The official delivered her remarks during a conference devoted to the rebuilding of Ukraine, which was attended by a number of Kiev’s prominent international donors.
“Our aim is not only to freeze, but to seize the assets,” she said, although cautioning that establishing a legal base for such a move is “not trivial.”
According to von der Leyen, the EU has created a task force that includes various international experts “not only to map out what has been frozen,” but also to see what the legal preconditions would be for seizing Russian assets and using them for the reconstruction of Ukraine.
“The will is there, but legally it is not trivial, there is still a lot of work to reach that goal,” she reiterated, noting that the EU adheres to the rule of law, and therefore this process has to be “legally sound.”

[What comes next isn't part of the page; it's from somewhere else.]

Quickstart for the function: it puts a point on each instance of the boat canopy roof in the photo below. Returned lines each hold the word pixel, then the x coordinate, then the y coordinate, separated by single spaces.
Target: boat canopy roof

Responding to von der Leyen’s remarks, Russian Foreign Ministry spokeswoman Maria Zakharova said that in reality the EU Commission president wants Russia to “exhaust itself being dragged through courts” while trying to retrieve its funds.
During the conference, von der Leyen stated that the World Bank had estimated the cost of the damage to Ukraine at €350 billion ($345 billion). Once Russia launched its military campaign in Ukraine in late February, a multinational task force froze $30 billion in funds belonging to Russian individuals, as well as $300 billion in assets of Russia’s central bank.
Russia strongly criticized the freezing of the funds, with Foreign Minister Sergey Lavrov saying that the West had essentially committed theft.
Western officials have repeatedly expressed the desire to confiscate Russian assets to benefit Ukraine. However, in July, during another conference on rebuilding Ukraine, Swiss President Ignazio Cassis opposed such a move, arguing that it would establish a dangerous precedent.
“You have to ensure the citizens are protected against the power of the state. This is what we call liberal democracies,” he said at the time.